By Mistake - Post-Deployment
After the system has been deployed, it may still contain a number of undetected bugs, design mistakes, misaligned goals and poorly developed capabilities, all of which may produce highly undesirable outcomes. For example, the system may misinterpret commands due to coarticulation, segmentation, homophones, or double meanings in the human language (recognize speech using common sense versus wreck a nice beach you sing calm incense) (Lieberman, Faaborg et al. 2005).
ENTITY
2 - AI
INTENT
2 - Unintentional
TIMING
2 - Post-deployment
Risk ID
mit611
Domain lineage
7. AI System Safety, Failures, & Limitations
7.3 > Lack of capability or robustness
Mitigation strategy
1. Continuous Real-Time Monitoring and Anomaly Detection Deploy automated systems for real-time traffic analysis and performance metric tracking to detect immediate deviations from expected behavior (anomalies, model drift, and security threats), enabling rapid alerting and containment of post-deployment failures. 2. Integration of Human-in-the-Loop (HITL) Systems and Graceful Fallbacks Incorporate human oversight for critical or low-confidence decisions to review and validate outputs, thereby mitigating misinterpretations and errors before they cause harm.

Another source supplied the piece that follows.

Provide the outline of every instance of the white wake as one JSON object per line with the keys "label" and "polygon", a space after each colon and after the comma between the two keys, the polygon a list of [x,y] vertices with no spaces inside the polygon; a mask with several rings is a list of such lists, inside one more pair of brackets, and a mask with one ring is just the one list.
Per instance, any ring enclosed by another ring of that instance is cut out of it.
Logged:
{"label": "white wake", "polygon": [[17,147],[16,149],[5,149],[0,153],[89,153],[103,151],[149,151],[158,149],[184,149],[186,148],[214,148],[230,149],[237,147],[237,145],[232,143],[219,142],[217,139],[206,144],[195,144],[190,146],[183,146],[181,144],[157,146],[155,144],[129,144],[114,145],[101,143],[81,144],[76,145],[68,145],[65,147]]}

Additionally, implement graceful fallback mechanisms, such as escalating to a human agent or rate-limiting access, to manage unresolvable queries or potential misuse. 3. Structured Incident Response and Corrective Feedback Loops Institute a formal post-deployment incident management framework to manage system failures, including the prompt execution of containment strategies. This framework must also mandate the capture of lessons learned and the establishment of feedback loops to inform model retraining and updates to safety protocols, thereby addressing the root cause of the initial bugs or capability deficiencies.